As in the case of retirees, a proper approach to seasonal workers as part of an overall strategy of co-development involves clear benefits for home countries and the seasonal migrants themselves. In France, until the mid-1980s, tens of thousands of seasonal laborers were recruited every year from Spain, Portugal and Morocco. There are now fewer than 10,000 each year. The fear in host countries which have a great deal of experience with this type of migration (like the US) is often that these temporary workers will stay permanently. In Europe, states are acting also in the context of high unemployment in the domestic unskilled labor market. Seasonal worker programs should be implemented only under the conditions that (1) there is an adequate level of control over unauthorized entry and (2) incentives are in place for employers to hire domestic workers or take other actions, such as mechanization, to reduce dependence on foreign workers. Nevertheless, labor shortages in various sectors will likely persist even with these measures—in part because there are various jobs that domestic workers refuse to fill. For instance, despite very high unemployment rates in certain regions, Italy's need for seasonal labor has caused it to sign agreements with Morocco, Tunisia and Albania in recent years allowing the seasonal migration tens of thousands of laborers. Co-development could involve new approaches to seasonal migration that will be beneficial to all those involved. Seasonal migrants could have renewable visas that would allow them to work for a certain period of time several consecutive years in the host country on the condition that they return home after each working season.
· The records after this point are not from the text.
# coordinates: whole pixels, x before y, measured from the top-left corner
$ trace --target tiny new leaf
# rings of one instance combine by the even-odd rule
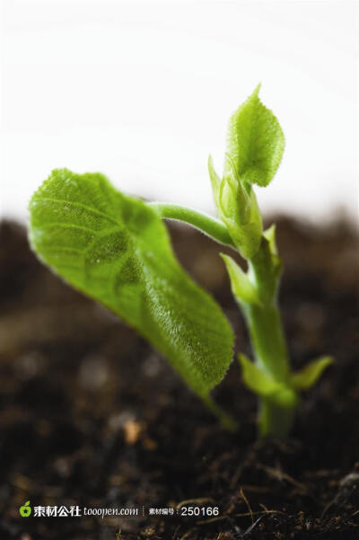
[[[300,371],[291,375],[291,385],[297,390],[308,390],[320,378],[324,369],[334,361],[332,357],[324,356],[310,362]]]
[[[241,181],[267,186],[279,166],[285,136],[278,120],[258,97],[260,84],[231,117],[228,155]],[[224,176],[232,164],[224,164]]]
[[[223,377],[233,334],[178,263],[156,212],[99,173],[53,171],[30,203],[39,258],[156,347],[201,396]]]

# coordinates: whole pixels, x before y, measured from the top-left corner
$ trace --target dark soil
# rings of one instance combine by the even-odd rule
[[[38,262],[20,226],[2,224],[1,540],[359,538],[358,239],[343,222],[276,222],[293,366],[337,359],[285,442],[256,439],[256,400],[236,363],[215,393],[241,422],[231,434],[135,332]],[[218,246],[188,228],[172,236],[250,354]],[[141,511],[21,518],[28,500]],[[188,500],[219,516],[180,516]]]

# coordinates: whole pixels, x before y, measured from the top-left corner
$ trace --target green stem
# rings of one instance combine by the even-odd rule
[[[260,304],[240,302],[240,306],[246,320],[256,362],[263,371],[285,386],[290,367],[277,305],[281,262],[270,252],[267,239],[263,238],[258,253],[249,261],[249,277],[257,289]],[[292,427],[293,411],[293,405],[280,406],[273,399],[259,397],[260,435],[285,437]]]
[[[149,202],[148,206],[156,210],[161,217],[188,223],[210,236],[213,240],[223,245],[234,247],[227,227],[215,217],[193,208],[168,202]]]

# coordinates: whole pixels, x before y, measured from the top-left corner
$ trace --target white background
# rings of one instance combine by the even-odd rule
[[[4,0],[2,213],[25,218],[63,166],[214,212],[208,154],[221,172],[229,116],[261,82],[286,137],[262,208],[355,219],[355,4]]]

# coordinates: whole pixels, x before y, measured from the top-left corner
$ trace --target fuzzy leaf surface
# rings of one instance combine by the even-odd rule
[[[178,263],[156,212],[101,174],[62,169],[35,192],[30,213],[39,258],[135,327],[207,395],[232,361],[232,332]]]
[[[285,136],[278,120],[258,97],[259,85],[231,117],[228,126],[228,155],[241,181],[267,186],[279,166]],[[231,169],[224,164],[224,176]]]

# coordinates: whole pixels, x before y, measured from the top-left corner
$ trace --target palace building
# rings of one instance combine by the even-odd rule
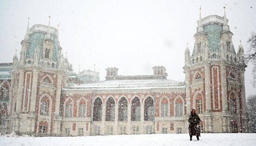
[[[201,18],[192,54],[185,49],[184,82],[152,75],[120,76],[106,69],[74,72],[62,53],[59,29],[34,25],[20,58],[0,63],[0,132],[83,136],[188,133],[195,109],[203,133],[248,132],[244,51],[236,52],[228,20]]]

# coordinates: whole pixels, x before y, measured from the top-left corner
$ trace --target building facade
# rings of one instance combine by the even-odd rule
[[[78,75],[64,57],[58,29],[28,23],[20,57],[0,65],[0,130],[62,136],[188,133],[192,109],[204,133],[248,131],[243,49],[236,53],[224,17],[201,18],[185,82],[152,75],[120,76],[106,69]]]

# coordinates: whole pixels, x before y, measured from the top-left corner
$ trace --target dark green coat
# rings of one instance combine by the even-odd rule
[[[196,126],[199,124],[201,121],[201,120],[197,114],[190,114],[189,119],[189,135],[200,136],[200,130]]]

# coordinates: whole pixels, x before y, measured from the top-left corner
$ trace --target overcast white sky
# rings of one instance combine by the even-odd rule
[[[152,75],[152,67],[163,65],[168,79],[183,81],[184,51],[190,51],[199,19],[216,14],[227,17],[237,51],[241,40],[256,32],[256,0],[0,0],[0,62],[12,62],[19,52],[27,18],[34,24],[60,24],[60,41],[78,72],[100,69],[104,80],[108,67],[122,75]],[[252,8],[250,7],[252,6]],[[235,29],[234,27],[236,27]],[[250,83],[251,65],[245,72],[246,96],[256,94]]]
Furthermore, they would not have to risk their personal safety—as thousands of migrants do every year—trying to gain entry illegally to host countries that have attempted to close their borders almost completely to unskilled workers. It is important to remember that the wages a seasonal laborer can earn working a few months in a developed country can often support him and his family for an entire year in the country of origin. Naturally, this influx of money also helps foster the overall economic development of the home country.
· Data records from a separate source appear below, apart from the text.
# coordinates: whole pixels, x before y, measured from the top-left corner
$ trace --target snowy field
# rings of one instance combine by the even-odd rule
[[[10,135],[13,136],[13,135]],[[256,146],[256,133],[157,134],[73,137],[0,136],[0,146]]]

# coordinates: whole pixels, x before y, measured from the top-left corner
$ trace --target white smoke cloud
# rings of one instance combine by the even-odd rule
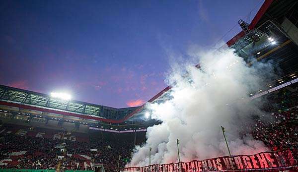
[[[247,131],[245,124],[253,123],[251,115],[261,114],[256,103],[248,99],[249,91],[259,88],[263,78],[259,68],[247,66],[231,50],[215,53],[192,52],[200,68],[186,62],[174,65],[167,79],[175,83],[171,96],[164,103],[148,105],[152,118],[162,123],[148,128],[147,140],[135,148],[133,166],[148,166],[149,147],[151,164],[178,162],[176,139],[180,140],[180,160],[193,160],[228,155],[221,126],[233,155],[260,152],[267,149]],[[266,65],[260,66],[264,72]],[[186,81],[186,77],[189,81]]]

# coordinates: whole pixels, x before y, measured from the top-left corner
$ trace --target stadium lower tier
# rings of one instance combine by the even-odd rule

Emphasizing the importance of re-circulation applies to skilled laborers just as it does for retirees and unskilled workers. Foreign students who receive university degrees in American and European countries should be encouraged to circulate between their host country and their home state, rather than face government-imposed obstacles to such movement. Mechanisms to accomplish this goal include at least two principal components: (1) modifying foreign aid disbursement so that more of it is available to these skilled individuals who wish to initiate development projects in their home country, perhaps in the form of loans with very low interest rates, rather than simply giving such aid to (often corrupt) central governments, and (2) granting permanent visas (or some rough equivalent of them) so that skilled persons know they can return home without worrying about never having the chance to travel back to their host country. The policies I have outlined here would encourage skilled individuals to make contributions to both their host and home countries; by fostering intellectual exchanges and economic growth in both states, they would become crucial private agents of co-development.